I don’t talk much about the book I am writing. It’s not that I’m secretive or hiding anything. From long experience, I know that if I talk about it too much, I’ll pull the wind out of the sails. The ideas will shrink.
This week, I’ve been having a hard time with the book. I keep writing around the issue at hand. Finally, early this morning, I sat down and wrote a very hard section. A section that did not cast a flattering light on my own Story. Or me.
And that was the whole point. I did dumb things. I still do. But I am no longer making them the heart of my Story–the reason for my mistakes. The excuse to continue making the same mistakes. Once you own your mistakes and admit them, you take away the feeding frenzy of your Inner Critic.
We love our Stories. They are the meat and marrow of the decisions we make every day. Unfortunately, they are also the main meal for our Inner Critics.
“My parents never encouraged me,” we sigh, feeding the Inner Critic the “you can’t be enough because you weren’t nurtured” broth.
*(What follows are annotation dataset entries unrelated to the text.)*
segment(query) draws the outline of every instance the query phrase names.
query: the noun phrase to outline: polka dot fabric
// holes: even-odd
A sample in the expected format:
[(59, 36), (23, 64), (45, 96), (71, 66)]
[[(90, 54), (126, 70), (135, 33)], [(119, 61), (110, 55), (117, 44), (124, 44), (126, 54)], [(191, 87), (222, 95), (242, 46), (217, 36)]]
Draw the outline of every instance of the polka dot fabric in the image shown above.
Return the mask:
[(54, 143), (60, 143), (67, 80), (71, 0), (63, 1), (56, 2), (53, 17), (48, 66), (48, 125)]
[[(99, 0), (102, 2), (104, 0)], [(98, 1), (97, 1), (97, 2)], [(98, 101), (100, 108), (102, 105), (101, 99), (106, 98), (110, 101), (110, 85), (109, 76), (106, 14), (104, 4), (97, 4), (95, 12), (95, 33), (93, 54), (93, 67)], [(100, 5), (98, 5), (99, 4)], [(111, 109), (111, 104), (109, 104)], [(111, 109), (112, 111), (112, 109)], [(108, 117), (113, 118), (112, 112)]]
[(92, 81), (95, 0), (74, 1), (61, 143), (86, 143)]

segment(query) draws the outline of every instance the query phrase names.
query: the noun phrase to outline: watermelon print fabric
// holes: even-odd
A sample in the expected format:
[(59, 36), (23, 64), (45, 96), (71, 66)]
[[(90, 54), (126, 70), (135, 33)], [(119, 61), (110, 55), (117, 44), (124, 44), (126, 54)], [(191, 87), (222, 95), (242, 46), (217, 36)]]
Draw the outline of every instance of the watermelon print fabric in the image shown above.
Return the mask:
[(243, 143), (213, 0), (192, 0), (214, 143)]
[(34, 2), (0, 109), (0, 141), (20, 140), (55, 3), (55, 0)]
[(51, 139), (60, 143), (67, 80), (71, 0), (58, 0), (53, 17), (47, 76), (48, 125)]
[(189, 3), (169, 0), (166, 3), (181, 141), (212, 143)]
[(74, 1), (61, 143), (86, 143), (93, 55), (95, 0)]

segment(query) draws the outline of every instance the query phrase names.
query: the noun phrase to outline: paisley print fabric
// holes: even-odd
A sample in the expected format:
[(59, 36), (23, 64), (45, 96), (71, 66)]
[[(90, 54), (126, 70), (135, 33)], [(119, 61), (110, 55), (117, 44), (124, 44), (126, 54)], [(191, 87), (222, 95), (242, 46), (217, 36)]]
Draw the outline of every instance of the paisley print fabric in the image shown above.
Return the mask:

“At home, the boys got all the attention,” we complain, spooning the sweet accusation that we aren’t worth the effort of love, attention, or praise into the mouth of our Inner Critic.
“No one ever loved me enough,” we say, giving the Inner Critic a meaty bone of self-doubt to chew on for years.
The saddest (and funniest) childhood comment I’ve heard as a coach came from
the client who said, “My parents gave me everything. They encouraged me and praised me. No wonder I never learned how to deal with disappointment. I don’t have the ability to be self-critical. It was my parent’s fault, really.”
Poor childhood. It can’t win. If we’re treated badly, it ruined our life. If we were treated well, that’s wrong, too.
Yes, I take seriously the grim stories of childhood I hear–stories of abuse, abandonment, loss. No one can take any of those stories lightly. They cause terrible damage. But not irreparable damage.
The sign of growth, the sign of change, the sign of reinvention is the willingness to admit that we can’t go back and change the past. It happened. Blessedly, it is also over, and in the past. The next step is yours to make and live. And that’s what the book is about.
—-Quinn McDonald is writing a book. Again. It’s turned into a habit.